The rest was madness and he’d willingly agreed to every trill of it. He had to swallow that. He swallowed that now. A bitter taste filled his mouth, thickly coating his tongue at the scuttling sounds that came from the tunnel they’d just come down through, from the web-filled darkness they’d left behind. Tio wanted to reason with the seafaring musician with his own foolhardy infuriating logic. Pash was too busy chewing on the sourness of his own words.
“—drown ’t all!” He spat an appropriately phrased Biqaj curse of sorts, glancing into the black as if he actually wanted to see what he knew was coming. He didn’t,
“Batten your hatch already an’ let’s tack.”
That was the only agreement the blond would get out of the salty bard, and he didn’t hesitate to change his tune no matter how much it stung his insides and churned in the hull of his chest.
In the thick of it now. Damn straight they were.
Pash didn’t jump into the water so much as carefully slip from the edge and quickly ease into the liquid black, keeping the torch above the surface and using his sandaled feet to shove off from the edge, unwilling to extinguish their light and thus his hope. With broad strokes of his free arm and a few well-timed kicks, the tall Biqaj didn’t want to dwell on what could be in the water. He wasn’t a fast swimmer, preferring to focus on strength and stability, but this was an entirely disorienting situation—no sides, no bottom, nothing above them—only darkness and whatever would inevitably appear from back down the tunnel after them. Of course he looked back to see, fiery brand held high overhead, aware that made them a beacon but also kept them from being completely blind.
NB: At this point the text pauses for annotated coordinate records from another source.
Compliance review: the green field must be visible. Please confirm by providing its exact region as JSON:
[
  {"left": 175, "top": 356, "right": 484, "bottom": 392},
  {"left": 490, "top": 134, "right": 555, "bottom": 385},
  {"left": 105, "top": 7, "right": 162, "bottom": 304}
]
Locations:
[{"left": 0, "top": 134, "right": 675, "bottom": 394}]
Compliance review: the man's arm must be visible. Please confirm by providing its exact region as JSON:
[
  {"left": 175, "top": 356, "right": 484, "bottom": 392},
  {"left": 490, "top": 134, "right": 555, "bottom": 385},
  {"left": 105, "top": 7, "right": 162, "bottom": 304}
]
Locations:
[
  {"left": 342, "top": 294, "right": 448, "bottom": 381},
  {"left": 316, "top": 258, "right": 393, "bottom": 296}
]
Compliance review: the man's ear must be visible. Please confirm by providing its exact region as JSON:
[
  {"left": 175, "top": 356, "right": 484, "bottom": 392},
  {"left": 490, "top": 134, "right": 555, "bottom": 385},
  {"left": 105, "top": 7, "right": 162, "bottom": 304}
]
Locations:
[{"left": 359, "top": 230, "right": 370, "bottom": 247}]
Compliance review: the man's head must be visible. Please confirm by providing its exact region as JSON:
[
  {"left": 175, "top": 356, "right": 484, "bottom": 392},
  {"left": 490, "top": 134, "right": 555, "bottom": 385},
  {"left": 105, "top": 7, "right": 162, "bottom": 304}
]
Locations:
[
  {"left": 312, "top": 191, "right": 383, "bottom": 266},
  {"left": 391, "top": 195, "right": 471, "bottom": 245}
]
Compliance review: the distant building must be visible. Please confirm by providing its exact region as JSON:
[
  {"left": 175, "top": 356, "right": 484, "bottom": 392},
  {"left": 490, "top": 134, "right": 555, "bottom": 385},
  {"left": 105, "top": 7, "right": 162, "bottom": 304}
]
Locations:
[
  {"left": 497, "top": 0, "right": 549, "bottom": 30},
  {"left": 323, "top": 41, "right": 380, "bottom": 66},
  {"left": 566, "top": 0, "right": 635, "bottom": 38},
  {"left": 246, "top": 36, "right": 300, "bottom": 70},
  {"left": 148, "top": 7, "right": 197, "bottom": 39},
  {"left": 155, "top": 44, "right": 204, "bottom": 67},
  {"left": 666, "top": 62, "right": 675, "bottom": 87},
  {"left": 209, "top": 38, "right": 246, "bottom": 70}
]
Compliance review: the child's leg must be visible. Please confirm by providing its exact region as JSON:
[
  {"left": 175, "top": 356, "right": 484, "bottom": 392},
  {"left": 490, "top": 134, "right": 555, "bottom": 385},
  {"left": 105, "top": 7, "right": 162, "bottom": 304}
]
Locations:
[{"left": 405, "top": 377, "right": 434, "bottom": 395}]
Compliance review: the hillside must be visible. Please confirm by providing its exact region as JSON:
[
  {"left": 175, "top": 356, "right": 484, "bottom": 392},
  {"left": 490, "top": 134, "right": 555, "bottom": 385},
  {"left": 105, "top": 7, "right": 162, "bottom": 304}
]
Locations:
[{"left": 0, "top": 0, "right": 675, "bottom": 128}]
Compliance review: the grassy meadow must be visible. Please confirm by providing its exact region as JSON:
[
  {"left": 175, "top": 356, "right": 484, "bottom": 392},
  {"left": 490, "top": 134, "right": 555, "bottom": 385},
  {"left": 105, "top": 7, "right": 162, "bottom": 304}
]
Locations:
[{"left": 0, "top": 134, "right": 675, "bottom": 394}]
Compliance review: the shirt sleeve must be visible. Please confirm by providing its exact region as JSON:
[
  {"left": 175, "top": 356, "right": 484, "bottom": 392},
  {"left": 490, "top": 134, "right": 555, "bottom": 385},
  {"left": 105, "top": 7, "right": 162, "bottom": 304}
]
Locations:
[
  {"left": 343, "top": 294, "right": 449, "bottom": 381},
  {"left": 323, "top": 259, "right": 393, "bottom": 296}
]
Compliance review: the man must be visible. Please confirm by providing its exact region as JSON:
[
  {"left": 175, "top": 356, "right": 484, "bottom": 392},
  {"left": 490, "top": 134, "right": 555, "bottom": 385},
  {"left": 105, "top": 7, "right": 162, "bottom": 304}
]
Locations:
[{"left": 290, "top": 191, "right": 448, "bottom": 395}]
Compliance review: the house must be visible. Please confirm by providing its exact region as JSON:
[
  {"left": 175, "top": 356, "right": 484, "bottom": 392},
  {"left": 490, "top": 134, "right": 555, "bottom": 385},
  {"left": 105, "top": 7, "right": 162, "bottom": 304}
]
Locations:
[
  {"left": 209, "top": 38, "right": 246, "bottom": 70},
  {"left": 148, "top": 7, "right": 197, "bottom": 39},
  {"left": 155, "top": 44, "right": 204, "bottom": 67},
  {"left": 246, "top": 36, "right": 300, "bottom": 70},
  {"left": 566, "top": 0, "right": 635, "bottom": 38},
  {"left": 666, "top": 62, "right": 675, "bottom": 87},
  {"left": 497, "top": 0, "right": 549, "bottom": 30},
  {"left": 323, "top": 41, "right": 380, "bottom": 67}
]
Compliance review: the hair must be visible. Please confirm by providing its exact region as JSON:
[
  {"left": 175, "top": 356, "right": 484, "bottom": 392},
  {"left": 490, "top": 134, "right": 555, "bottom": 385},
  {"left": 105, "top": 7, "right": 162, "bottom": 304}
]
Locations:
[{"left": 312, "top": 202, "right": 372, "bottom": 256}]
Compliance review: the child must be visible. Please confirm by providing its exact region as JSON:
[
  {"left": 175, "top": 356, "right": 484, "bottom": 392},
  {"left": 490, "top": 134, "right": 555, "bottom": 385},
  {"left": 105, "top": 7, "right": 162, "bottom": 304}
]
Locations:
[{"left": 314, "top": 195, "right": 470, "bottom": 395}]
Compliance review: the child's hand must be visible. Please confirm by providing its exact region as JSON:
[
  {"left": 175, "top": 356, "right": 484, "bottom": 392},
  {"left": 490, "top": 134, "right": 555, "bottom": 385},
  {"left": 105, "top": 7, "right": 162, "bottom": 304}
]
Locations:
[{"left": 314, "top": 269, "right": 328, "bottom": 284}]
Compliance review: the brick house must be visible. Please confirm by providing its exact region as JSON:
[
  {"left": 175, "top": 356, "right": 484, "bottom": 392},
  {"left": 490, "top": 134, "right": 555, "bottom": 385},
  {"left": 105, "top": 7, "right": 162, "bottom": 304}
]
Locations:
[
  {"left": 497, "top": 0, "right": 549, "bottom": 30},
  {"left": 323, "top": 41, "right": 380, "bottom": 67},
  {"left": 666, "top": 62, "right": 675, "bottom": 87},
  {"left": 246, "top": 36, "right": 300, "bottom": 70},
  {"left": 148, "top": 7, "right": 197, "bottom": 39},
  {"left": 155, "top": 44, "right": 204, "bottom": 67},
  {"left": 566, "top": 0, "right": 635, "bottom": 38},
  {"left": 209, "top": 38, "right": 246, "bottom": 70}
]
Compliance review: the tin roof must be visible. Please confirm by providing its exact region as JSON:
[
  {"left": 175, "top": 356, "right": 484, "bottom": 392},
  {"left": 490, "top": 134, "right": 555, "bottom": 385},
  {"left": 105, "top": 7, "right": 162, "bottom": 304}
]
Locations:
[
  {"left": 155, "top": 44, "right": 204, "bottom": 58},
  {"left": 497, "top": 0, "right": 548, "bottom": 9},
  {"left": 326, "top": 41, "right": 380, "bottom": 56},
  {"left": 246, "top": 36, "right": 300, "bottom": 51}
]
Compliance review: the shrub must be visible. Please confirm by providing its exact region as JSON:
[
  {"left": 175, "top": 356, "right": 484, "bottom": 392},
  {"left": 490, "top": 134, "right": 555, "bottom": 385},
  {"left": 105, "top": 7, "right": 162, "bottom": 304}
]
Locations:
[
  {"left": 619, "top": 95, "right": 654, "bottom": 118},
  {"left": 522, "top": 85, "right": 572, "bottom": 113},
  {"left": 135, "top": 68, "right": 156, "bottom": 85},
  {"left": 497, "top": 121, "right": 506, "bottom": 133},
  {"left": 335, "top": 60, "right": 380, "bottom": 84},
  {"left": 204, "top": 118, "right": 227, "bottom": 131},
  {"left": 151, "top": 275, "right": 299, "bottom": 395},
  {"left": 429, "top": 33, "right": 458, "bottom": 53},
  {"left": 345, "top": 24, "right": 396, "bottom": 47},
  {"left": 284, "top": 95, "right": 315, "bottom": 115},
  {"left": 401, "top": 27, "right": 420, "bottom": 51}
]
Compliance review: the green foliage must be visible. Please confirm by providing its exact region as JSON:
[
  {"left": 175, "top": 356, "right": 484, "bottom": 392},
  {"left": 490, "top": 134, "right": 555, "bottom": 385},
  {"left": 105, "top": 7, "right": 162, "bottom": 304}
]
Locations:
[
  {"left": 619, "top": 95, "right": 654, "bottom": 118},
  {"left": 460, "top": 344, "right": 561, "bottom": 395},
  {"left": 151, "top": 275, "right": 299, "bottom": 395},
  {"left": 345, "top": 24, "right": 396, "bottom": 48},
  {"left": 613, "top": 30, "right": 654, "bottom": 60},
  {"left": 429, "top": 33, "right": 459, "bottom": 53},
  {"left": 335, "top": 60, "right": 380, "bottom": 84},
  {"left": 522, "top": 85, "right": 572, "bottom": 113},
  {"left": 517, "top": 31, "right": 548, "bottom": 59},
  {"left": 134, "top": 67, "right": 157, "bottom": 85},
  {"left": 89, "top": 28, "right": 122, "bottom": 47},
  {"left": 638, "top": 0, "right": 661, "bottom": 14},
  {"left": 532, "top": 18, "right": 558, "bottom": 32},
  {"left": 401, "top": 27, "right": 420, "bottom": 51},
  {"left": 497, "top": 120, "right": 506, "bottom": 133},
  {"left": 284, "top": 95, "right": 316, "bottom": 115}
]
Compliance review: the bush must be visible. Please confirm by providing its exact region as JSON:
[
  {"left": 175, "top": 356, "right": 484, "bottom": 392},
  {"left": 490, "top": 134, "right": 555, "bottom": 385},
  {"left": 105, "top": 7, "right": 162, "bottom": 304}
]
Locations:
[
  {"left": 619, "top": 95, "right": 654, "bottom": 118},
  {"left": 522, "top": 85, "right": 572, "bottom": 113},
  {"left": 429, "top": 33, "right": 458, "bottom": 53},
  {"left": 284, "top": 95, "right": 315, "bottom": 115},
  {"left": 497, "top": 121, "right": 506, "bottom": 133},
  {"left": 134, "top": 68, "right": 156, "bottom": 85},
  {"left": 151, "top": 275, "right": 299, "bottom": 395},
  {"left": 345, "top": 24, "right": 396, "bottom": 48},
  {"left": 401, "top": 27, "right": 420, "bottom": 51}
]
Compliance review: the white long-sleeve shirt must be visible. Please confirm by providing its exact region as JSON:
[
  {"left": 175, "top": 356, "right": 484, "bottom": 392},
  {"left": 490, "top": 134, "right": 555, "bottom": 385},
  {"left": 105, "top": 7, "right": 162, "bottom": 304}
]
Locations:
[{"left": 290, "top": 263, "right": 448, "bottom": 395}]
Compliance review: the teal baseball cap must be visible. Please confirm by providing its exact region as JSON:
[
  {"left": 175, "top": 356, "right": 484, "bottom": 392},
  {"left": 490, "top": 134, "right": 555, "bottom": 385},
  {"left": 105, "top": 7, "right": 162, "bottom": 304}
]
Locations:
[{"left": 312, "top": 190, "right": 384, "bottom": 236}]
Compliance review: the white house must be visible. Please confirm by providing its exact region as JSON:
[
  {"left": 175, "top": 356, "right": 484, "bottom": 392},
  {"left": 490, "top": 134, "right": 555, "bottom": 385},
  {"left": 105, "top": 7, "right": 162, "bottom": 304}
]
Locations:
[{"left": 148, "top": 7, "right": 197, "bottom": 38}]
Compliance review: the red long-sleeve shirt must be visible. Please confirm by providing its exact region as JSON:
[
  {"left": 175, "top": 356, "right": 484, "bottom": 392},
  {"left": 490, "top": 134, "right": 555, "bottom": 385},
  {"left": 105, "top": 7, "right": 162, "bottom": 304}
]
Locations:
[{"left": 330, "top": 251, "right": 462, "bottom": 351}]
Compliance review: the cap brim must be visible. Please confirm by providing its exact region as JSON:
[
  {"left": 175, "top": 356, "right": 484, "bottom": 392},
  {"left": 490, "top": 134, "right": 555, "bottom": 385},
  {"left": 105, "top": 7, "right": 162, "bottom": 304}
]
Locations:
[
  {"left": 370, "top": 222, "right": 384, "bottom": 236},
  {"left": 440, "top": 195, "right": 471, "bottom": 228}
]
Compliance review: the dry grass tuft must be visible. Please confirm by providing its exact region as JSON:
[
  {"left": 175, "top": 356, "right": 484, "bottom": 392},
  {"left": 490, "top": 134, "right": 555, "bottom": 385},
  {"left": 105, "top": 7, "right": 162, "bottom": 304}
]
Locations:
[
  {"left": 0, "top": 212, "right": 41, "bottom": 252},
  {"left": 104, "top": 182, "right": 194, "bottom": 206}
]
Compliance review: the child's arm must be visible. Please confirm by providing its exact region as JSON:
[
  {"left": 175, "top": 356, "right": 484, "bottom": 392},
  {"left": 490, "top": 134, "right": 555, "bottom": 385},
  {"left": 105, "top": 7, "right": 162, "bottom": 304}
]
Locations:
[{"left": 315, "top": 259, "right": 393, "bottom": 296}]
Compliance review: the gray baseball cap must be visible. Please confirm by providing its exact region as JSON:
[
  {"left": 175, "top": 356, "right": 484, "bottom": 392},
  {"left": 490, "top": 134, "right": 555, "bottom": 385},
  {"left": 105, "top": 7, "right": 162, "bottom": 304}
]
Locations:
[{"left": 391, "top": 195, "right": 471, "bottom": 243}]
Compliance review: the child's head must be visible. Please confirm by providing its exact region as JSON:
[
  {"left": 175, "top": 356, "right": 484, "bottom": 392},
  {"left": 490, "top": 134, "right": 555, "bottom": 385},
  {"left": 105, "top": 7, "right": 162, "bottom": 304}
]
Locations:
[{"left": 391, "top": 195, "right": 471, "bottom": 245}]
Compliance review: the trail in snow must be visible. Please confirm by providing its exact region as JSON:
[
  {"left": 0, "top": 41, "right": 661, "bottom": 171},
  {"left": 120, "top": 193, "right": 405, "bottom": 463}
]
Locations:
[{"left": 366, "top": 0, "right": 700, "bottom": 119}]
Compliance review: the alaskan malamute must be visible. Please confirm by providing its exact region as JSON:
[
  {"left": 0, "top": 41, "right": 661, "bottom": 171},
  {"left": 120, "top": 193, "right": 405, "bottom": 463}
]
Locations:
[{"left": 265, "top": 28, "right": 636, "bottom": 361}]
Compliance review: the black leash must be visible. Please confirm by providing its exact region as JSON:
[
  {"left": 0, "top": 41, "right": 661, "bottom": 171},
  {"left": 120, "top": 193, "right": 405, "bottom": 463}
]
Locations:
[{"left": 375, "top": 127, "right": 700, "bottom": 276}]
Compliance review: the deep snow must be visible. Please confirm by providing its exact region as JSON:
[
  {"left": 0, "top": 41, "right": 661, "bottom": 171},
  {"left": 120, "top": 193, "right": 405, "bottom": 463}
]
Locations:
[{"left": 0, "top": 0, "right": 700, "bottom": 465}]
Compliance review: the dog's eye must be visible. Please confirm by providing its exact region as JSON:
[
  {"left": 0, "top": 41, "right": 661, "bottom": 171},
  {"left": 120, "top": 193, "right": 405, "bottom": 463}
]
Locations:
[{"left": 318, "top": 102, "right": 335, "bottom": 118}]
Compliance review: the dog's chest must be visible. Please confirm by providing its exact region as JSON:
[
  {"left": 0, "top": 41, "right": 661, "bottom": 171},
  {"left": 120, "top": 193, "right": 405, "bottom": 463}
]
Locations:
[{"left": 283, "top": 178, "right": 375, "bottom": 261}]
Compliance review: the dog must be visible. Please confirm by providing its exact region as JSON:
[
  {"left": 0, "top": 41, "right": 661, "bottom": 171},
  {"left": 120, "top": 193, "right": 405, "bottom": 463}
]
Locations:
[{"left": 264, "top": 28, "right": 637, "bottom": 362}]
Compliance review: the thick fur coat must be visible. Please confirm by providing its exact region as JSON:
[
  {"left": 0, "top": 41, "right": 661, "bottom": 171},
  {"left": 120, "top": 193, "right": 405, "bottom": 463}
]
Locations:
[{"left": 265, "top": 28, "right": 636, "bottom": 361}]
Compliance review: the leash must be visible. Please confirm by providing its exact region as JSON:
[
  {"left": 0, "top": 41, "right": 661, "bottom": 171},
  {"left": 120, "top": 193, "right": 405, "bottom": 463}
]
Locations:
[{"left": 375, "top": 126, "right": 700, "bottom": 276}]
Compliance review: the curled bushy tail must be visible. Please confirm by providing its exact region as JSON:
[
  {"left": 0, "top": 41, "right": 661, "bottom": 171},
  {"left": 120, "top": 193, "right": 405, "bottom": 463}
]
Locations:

“Please tell me I’m no’ th’ only one who knows how t’ swim. There’s no time for lessons—U’Frek have mercy.”
U’Frek have mercy, indeed.
Pash exhaled his fear against the surface of the water, moving as far from the edge where they’d been standing as possible lest whatever was coming thought to brave the black liquid with them, every movement of his feet one of caution and dread that something soon would touch his legs and that would be the end of everything with just a little plop and a fistful of ripples in his wake. As
nochi, as children, his brother and a few cousins used to love to find caves in the reefs, used to enjoy sailing until they found a shipwreck, knowing full well that Biqaj wrecks were whispered, sacred secrets of respect. For as long as they could hold their breaths, the darkness in those places wasn’t scary—well, only a little—it was a thrill, foolish fun he knew his mother would have been over furious if she ever found out.
If only this felt the same.
It did not.
“Handsomely now, which way we goin’?”
Off Topic
Pash gets frustrated and all the pidgin comes pouring out. Haha. Not sorry.